The lack of transfer function support was because, at least at the time, nobody had dedicated hardware to implement any transfer function other than sRGB (I'm not aware of this having changed). Since it would be a software implementation anyway and developers may wish to take short cuts (such as ignoring the linear region), and may be unnecessary in the simple case of copying converted data, it was left to the user. Strictly speaking, using the ITU transfer functions on BT.601/709/2020 gives you linear illumination in scene-referred space, but since there is an implicit OOTF you may or may not want to be filtering in that space anyway (you may want to apply the OOTF and work in display-referred space - or not, depending on what you're doing).

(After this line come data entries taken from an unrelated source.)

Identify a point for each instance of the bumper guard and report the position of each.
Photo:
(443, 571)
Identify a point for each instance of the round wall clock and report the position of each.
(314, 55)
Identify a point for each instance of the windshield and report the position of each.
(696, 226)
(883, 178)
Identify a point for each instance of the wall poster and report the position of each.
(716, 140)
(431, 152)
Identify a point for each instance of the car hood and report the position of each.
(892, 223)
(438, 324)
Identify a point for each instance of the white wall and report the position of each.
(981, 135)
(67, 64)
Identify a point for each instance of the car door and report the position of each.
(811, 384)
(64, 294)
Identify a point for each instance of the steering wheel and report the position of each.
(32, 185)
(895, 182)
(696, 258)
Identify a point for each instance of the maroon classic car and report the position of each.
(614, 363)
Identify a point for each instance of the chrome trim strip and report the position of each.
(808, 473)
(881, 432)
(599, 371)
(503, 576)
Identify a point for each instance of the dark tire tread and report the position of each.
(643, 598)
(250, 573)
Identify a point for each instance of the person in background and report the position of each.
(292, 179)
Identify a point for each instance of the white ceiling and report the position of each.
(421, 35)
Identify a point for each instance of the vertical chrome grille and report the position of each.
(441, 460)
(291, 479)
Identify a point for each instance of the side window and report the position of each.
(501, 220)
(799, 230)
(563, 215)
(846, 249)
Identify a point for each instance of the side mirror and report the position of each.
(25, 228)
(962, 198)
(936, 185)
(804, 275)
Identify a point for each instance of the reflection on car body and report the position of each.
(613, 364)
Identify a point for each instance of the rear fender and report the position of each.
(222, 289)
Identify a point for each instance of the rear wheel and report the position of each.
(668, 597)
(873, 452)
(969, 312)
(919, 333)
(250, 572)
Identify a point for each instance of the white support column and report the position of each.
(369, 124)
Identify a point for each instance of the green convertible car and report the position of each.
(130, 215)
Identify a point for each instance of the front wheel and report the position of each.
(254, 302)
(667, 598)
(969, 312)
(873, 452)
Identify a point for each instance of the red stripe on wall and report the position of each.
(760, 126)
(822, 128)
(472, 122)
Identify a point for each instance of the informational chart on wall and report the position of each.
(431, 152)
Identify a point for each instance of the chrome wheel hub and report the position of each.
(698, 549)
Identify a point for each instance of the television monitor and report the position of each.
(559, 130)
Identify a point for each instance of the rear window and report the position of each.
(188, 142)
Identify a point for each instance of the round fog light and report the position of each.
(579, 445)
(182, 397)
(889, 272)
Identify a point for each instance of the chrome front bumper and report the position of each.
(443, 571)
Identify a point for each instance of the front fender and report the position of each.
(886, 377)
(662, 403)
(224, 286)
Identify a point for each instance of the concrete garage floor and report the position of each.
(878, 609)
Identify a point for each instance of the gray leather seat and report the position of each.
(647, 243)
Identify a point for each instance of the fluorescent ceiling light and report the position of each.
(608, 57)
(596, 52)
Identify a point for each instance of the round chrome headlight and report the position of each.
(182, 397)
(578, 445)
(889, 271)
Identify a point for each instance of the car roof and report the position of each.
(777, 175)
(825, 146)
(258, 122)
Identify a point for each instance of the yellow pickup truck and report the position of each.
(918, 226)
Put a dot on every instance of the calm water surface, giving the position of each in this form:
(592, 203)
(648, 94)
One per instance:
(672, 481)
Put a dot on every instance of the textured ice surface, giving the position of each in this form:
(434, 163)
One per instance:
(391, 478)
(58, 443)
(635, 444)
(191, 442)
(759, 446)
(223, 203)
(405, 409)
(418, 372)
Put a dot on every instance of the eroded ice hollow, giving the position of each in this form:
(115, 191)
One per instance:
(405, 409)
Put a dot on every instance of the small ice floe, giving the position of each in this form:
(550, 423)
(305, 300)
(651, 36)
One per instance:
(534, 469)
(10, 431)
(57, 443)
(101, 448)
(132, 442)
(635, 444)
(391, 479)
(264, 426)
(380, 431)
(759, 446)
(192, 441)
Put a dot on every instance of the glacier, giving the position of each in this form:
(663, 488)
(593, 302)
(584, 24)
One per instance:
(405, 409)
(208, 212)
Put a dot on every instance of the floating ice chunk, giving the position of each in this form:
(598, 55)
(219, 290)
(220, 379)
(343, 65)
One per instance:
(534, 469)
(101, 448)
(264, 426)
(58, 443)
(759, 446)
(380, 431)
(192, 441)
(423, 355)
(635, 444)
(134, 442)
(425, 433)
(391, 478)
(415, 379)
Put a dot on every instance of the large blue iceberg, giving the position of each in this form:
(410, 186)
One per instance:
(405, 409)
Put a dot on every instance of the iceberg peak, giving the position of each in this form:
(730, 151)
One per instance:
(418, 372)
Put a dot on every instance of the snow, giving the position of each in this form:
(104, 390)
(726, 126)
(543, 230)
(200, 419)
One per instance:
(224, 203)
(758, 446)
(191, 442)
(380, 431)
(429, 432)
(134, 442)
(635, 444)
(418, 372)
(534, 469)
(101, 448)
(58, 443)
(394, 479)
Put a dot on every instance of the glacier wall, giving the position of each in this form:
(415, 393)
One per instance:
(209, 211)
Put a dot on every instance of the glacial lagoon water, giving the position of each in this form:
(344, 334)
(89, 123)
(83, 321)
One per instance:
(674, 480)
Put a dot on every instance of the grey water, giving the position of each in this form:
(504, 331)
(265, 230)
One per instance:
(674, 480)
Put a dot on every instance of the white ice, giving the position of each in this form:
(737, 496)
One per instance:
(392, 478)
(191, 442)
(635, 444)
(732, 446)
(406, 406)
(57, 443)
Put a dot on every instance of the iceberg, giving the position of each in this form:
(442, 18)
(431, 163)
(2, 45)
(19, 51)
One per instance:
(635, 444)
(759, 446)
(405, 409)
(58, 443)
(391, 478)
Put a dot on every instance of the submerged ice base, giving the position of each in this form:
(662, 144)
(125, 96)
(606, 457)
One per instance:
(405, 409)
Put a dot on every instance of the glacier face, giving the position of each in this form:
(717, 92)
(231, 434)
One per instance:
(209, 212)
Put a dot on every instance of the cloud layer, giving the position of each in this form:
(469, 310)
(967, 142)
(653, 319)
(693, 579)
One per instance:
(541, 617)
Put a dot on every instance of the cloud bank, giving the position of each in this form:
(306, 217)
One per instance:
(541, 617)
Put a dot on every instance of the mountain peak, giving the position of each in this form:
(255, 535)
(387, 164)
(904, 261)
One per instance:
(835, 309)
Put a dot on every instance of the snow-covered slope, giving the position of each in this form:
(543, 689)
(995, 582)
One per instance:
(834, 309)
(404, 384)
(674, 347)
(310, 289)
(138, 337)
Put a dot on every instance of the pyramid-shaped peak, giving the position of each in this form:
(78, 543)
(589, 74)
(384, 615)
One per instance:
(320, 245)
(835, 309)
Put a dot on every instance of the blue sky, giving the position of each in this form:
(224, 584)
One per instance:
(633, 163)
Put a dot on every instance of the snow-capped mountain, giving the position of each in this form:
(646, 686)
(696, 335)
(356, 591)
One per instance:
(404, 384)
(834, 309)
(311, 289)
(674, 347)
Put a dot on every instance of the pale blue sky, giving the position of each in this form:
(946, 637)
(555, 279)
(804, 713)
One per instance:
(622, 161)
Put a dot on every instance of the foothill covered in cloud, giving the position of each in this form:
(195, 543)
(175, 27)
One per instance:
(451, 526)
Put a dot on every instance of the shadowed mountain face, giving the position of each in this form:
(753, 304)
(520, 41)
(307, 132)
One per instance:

With the increasing support for Vulkan video and the proliferation of HDR, we might start to see more support in the future, so I would not rule out the API getting an update that might include both YcCbcCrc (as you mention for "constant luminance") and HLG, and ICtCp/PQ support - and potentially also HDR still formats (now HEIF is popular). I wouldn't hold your breath, but when and if that comes and people have hardware support, we'd certainly want to make the transfer function configurable; I'm a bit wary of updating the API to include any transfer function without adding full flexibility, and I suspect there won't be wider support until hardware is widespread.

If it helps, our colleagues at Qualcomm point out the existence of VK_QCOM_ycbcr_degamma, which applies the sRGB transfer function to make the image... less nonlinear. They note that this is also not necessarily doing the transfer function in "the right place" relative to the filtering, but it can save some shader work if the approximation is good enough.

Thanks for your interest in this area and for the feedback!